The vast majority of drained peatlands needs to be rewetted to comply with the Paris Agreement and EU and national policy targets and, indeed, this ‘Great Rewetting’ has begun. But evidence suggests that rewetting does not restore drained peatlands and wetscapes to their original state, but often leads to novel ecosystems with more available nutrients, less resistance to hydrological fluctuations, and different species compositions compared to (near-)natural peatlands. Up to now, rewetting has mainly been implemented for nature conservation, but future large-scale rewetting for climate protection must also involve areas that are currently used intensively for agriculture. Here, new, wet, productive land use - paludiculture - can be established, leading to further modifications in the abiotic and biotic functioning of these landscapes - wetscapes 2.0. Transfer of knowledge from better studied (semi)pristine peatlands to such novel conditions is problematic, but concerted interdisciplinary studies on rewetted peatlands are largely missing. Besides its holistic interdisciplinary approach on rewetted peatlands, WETSCAPES2.0 is innovative for its focus on connectivity of exchange processes within rewetted peatlands and beyond to the wetscapes 2.0. The CRC/Transregio WETSCAPES2.0 will provide a functional understanding of these new wetscapes, and address the spatio-temporal implications of peatland rewetting at landscape level and beyond.

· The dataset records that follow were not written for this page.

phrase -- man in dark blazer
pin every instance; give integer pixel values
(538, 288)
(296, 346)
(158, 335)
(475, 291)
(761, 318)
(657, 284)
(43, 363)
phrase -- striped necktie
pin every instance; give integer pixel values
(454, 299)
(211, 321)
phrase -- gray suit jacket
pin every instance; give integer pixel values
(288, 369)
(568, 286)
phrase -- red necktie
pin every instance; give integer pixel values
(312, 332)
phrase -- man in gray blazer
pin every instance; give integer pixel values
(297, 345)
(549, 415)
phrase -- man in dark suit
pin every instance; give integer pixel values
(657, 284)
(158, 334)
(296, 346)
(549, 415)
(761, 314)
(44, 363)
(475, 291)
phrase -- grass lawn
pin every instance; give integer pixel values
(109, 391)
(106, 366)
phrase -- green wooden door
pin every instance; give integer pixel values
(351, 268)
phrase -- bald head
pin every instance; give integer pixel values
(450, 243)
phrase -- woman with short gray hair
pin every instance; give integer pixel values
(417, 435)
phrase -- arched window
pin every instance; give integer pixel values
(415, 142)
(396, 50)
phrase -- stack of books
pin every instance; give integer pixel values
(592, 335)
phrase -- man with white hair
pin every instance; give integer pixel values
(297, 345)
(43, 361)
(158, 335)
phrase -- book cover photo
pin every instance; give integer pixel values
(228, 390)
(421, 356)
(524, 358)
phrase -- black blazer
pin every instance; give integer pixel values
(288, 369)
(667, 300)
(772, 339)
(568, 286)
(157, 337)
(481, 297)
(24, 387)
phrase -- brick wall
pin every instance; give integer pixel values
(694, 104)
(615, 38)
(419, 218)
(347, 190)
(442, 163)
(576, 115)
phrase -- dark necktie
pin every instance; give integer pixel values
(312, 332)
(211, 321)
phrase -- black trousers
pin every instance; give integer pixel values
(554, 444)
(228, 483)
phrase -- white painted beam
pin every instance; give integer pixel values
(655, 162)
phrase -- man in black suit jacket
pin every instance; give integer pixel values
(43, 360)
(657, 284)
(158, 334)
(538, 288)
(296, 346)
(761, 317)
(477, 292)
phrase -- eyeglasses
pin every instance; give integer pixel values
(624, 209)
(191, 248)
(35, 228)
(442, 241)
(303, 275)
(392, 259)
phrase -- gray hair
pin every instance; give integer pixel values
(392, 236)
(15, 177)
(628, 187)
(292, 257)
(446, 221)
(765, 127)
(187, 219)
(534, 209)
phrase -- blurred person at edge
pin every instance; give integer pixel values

More information on the Collaborative Research Centre WETSCAPES2.0.
One for the WETSCAPES2.0 core sites is Polder Zarnekow which is intensively monitored within the TERENO NE observatory.
GFZ leads project A5: Development and resilience of microbial CH4 oxidizers in rewetted fens
In wetlands, microbial CH4 oxidizers (methanotrophs) determine the emission of CH4 to the atmosphere through soil CH4 uptake. After rewetting of degraded temperate fens, biotic and abiotic drivers on methanotroph community development appear to differ from those in natural wetlands. Project A5 takes a holistic approach on soil methanotrophic research taking into account spatiotemporal links with biogeochemistry and ecosystem CH4 fluxes, the role of yet poorly constrained methanotrophic taxa, and the vulnerability of soil methanotroph communities post-rewetting. The project specifically investigates soil methanotrophic communities and CH4 uptake of rewetted temperate fens in relation to their biotic and abiotic drivers on diverse spatial and temporal scales. It quantifies the role of methanotrophs, including that of anaerobic methanotrophic taxa, through molecular and bioinformatic techniques like -omics and pangenome analysis, through physiological and process studies, and statistical modeling using all experimental levels of WETSCAPES2.0.